Statistical Calibration: Preserving representativeness and quantifiable uncertainty for high-dimensional or non-Euclidean regression targets, critical for policy and healthcare inference.
Generalizability: The method encompasses arbitrary survey designs, multivariate/regression functionals, and can be extended to non-Euclidean outcome spaces.
Methodological Foundations: The RKHS-MMD approach substantiates the extension of kernel and forest-based methods from i.i.d. to survey data, with rigorous conditional and unconditional limit theory.

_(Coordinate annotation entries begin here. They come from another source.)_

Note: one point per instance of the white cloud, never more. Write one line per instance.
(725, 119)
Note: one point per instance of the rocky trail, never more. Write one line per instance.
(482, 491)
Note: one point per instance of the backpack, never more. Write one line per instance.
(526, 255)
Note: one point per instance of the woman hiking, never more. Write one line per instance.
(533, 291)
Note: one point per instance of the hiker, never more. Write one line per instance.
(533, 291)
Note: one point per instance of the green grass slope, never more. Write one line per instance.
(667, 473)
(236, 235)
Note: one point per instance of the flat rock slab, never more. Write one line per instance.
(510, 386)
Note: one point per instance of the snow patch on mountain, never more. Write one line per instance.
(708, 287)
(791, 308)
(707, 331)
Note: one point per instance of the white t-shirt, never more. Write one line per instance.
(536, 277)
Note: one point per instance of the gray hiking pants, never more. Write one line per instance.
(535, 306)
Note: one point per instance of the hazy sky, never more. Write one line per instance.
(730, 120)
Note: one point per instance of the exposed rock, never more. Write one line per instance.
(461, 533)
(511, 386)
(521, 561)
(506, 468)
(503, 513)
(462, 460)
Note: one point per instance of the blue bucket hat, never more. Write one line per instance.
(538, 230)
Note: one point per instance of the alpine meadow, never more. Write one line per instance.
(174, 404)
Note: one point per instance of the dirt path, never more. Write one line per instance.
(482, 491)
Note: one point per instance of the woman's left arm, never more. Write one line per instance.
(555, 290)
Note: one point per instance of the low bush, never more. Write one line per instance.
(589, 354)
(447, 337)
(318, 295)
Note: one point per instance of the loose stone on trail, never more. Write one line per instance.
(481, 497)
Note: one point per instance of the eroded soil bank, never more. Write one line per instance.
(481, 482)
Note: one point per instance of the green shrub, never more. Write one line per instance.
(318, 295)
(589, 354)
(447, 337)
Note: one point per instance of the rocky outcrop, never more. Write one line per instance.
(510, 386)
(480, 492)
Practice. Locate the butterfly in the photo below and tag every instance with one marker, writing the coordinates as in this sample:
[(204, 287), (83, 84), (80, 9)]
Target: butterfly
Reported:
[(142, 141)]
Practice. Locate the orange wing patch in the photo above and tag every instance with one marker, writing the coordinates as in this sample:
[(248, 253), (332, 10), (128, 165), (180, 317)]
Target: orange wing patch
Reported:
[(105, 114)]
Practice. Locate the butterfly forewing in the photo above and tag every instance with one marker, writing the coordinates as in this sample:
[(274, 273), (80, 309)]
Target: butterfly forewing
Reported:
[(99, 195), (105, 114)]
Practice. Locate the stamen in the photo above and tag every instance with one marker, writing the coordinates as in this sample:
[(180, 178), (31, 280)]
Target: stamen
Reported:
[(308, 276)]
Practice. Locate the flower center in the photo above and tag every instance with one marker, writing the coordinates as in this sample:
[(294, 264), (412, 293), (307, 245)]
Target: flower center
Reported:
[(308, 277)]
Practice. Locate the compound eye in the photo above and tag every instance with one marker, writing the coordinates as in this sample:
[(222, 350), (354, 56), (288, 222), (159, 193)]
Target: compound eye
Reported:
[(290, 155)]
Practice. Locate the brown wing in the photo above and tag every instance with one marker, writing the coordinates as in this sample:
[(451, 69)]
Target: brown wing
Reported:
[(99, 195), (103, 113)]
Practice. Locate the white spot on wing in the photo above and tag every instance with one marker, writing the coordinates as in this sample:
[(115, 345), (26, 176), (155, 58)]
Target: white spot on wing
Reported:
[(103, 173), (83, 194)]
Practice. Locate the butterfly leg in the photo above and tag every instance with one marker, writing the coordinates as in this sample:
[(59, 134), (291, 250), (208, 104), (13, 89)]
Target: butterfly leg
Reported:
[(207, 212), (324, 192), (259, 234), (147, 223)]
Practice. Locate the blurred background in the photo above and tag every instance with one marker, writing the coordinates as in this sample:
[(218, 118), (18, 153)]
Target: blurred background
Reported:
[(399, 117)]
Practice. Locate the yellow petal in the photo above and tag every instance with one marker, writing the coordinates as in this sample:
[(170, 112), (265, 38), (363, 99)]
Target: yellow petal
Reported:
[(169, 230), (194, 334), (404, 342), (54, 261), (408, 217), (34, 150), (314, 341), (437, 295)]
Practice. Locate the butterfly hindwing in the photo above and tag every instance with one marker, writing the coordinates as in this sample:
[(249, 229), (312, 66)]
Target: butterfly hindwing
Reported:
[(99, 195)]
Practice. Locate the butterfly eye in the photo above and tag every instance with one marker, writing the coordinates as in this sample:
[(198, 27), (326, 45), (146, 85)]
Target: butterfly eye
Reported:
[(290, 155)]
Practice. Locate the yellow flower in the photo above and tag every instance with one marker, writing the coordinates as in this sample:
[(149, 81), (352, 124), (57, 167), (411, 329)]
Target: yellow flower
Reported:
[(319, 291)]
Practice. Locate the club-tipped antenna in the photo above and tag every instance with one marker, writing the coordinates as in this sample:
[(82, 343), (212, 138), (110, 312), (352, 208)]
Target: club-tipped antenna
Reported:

Potential extensions include handling outcome-dependent sampling, functional response data, uncertainty quantification beyond point prediction (e.g., confidence bands), and applications to digital health modalities characterized by manifold- or network-valued responses.

Conclusion

This work delivers a mathematically rigorous and practically deployable framework for distributional estimation under complex survey designs, synthesizing design-aware resampling, RKHS embeddings, and random forest prediction. The SDRF approach closes a fundamental methodological gap, providing valid and efficient tools for conditional law inference and functionals in nationally representative health studies and analogous domains. The demonstration of stark bias when ignoring survey design underscores the necessity of these methodological advancements for both applied and theoretical research in contemporary data science and public health analytics.